Shoe on the other foot?

Besides India should also highlight inconsistencies and non-transparency in US trade policies; an issue much larger than GSP. As many as 11,012 ‘Made in India’ food products were rejected by the USFDA from 2014 till February 2019. According to information available on the USFDA website, the agency has refused entry to 13,334 Indian products, which includes bakery products, fried snacks, spices, basmati rice, fisheries and herbal products, over the last five years.

Going by USFDA rejections data – India tops the list of rejections followed by China. USFDA rejections are given as number of consignments rejected, and each rejected consignment may or may not be the shipment as a whole. There is no clarity on this issue. Also values are not assigned to rejected consignments, which leaves no scope for estimating the percentage of rejected food and pharma products out of total exports.

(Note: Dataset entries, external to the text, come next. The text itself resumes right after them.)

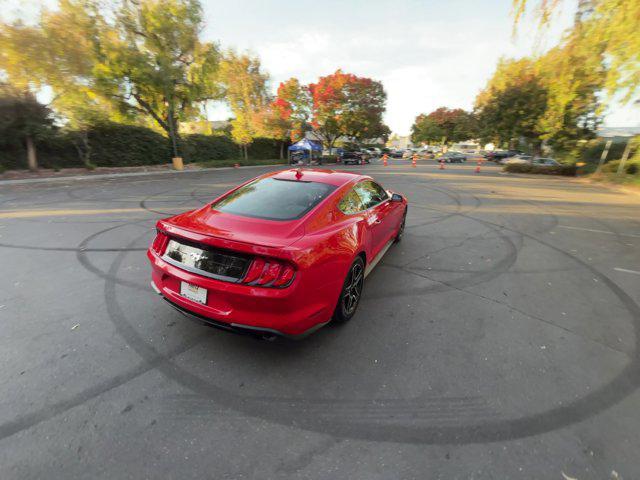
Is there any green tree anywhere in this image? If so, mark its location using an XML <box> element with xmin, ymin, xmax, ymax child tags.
<box><xmin>220</xmin><ymin>51</ymin><xmax>268</xmax><ymax>159</ymax></box>
<box><xmin>0</xmin><ymin>0</ymin><xmax>220</xmax><ymax>161</ymax></box>
<box><xmin>513</xmin><ymin>0</ymin><xmax>640</xmax><ymax>102</ymax></box>
<box><xmin>476</xmin><ymin>59</ymin><xmax>547</xmax><ymax>151</ymax></box>
<box><xmin>0</xmin><ymin>84</ymin><xmax>53</xmax><ymax>170</ymax></box>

India needs to get greater transparency on this issue to be able to calibrate its exports better in accordance with the demands of the US market.

Moreover, the USTR has published a damning report criticizing India as one of the toughest countries in the world for protection and enforcement of IP. The US has also sought to discredit the Indian pharma industry by alleging that India and China are the largest sources of counterfeit drugs to the US. India has strongly countered these charges.

The same goes for H-1B visa, where regulations are only becoming tighter, and affect Indian IT companies operating in the US. New regulations like providing evidence that the employee is required, has the requisite specialisation and will work on the same specialisation for the duration of the visa have made the requirements more complex. According to CARE Ratings,

number of visas approved for top five Indian IT companies came down by 49% YoY in 2018 to reach 22,429, led by Infosys, HCL America, TCS, Tech Mahindra Americas and Wipro during October 2017 to September 2018. Around 73.9% of the 419,637 H-1B applications were from Indians in FY 2018.

Given these realities, India should be open to discuss the concessions that US seeks for its companies, it is important to clearly express that the US-India trade relationship hasn’t really been a one-way street in its favour, the way Trump has constantly tried to assert when he calls India a ‘tariff king’.

US imposed an extra levy of 25% on steel and 10% on aluminium products last year. India has already acted with significant restraint so far, by not slapping retaliatory tariffs on high value US products like apples, almonds and walnuts, that could bring in US$ 240 million of additional tax revenue. But this restraint needs to be re-assessed if US continues to pressurize India to accede to its demands. The trade partnership is important to both nations, and a spirit of reciprocity needs to be respected in trade talks. A hostile equation certainly doesn’t benefit either country.